Pacto garante restituição no Congresso, dizem zelaystas
Favorito na corrida eleitoral teria prometido a Zelaya votação em bloco de bancada por retorno
Um acordo de bastidores firmado entre o presidente deposto Manuel Zelaya e o franco favorito na corrida presidencial, Porfírio "Pepe" Lobo, do Partido Nacional, promete ser a chave para a aprovação da restituição no Congresso.
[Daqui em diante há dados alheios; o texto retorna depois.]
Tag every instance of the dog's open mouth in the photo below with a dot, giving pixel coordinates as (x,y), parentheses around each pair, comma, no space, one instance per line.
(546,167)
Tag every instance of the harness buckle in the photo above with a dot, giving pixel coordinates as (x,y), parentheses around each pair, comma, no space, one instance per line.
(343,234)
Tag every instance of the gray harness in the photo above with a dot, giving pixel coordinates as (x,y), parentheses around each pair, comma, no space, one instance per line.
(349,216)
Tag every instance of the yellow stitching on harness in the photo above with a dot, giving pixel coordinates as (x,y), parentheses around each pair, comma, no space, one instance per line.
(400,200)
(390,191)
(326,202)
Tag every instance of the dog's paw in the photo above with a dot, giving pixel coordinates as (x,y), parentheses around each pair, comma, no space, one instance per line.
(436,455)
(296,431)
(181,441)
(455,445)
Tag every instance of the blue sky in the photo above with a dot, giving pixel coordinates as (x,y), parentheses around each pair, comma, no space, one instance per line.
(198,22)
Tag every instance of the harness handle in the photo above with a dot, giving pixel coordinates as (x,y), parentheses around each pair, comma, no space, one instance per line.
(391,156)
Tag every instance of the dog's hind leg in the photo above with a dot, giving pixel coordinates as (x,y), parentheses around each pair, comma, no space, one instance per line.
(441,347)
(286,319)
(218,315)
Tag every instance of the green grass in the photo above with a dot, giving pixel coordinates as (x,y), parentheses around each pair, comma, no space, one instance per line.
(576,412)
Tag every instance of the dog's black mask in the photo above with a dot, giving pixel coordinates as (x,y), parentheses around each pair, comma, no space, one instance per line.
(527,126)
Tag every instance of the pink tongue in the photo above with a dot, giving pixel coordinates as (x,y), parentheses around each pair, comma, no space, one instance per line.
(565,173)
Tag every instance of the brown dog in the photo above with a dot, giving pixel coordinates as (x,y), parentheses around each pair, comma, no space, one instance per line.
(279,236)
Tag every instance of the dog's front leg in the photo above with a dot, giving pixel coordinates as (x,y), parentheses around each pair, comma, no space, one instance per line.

Temendo ver sua provável vitória ser desconsiderada pela comunidade internacional, Pepe prometeu a Zelaya que seu partido - a segunda legenda do Parlamento - votará em bloco pela volta do deposto. Zelaystas apostam que o acerto garante a maioria necessária para a restituição.
A informação foi revelada ao Estado por um membro da alta cúpula zelaysta. Segundo seus cálculos, pelo menos 79 dos 128 congressistas apoiam a restituição: os 54 da bancada de Pepe, entre 20 e 25 dos 62 do Partido Liberal (do qual fazem parte tanto Zelaya quanto o presidente de facto, Roberto Micheletti) e os 5 deputados da Unificação Democrática. "Há, portanto, uma enorme chance de aprovarmos isso", conclui o zelaysta.
Desde que o chamado "Diálogo de Guaymuras" começou, no dia 8, Zelaya insiste que seja do Congresso a palavra final sobre seu retorno. Micheletti, porém, queria que a decisão fosse submetida à Justiça, a qual dissera, em agosto, que a restituição era ilegal.
Países da Organização dos Estados Americanos (OEA), entre eles o Brasil e os EUA, ameaçavam não reconhecer o resultado do dia 29. O boicote colocaria a batata quente do isolamento internacional nas mãos de Pepe, que lidera a corrida com 59% das intenções de voto.
Com a chegada em Honduras da missão americana liderada por Thomas Shannon, subsecretário de Estado para o Hemisfério Ocidental, Micheletti recuou. Na quinta-feira, seus negociadores formalizaram uma nova oferta, segundo a qual o Judiciário emitiria um parecer não vinculante. Zelaya aceitou.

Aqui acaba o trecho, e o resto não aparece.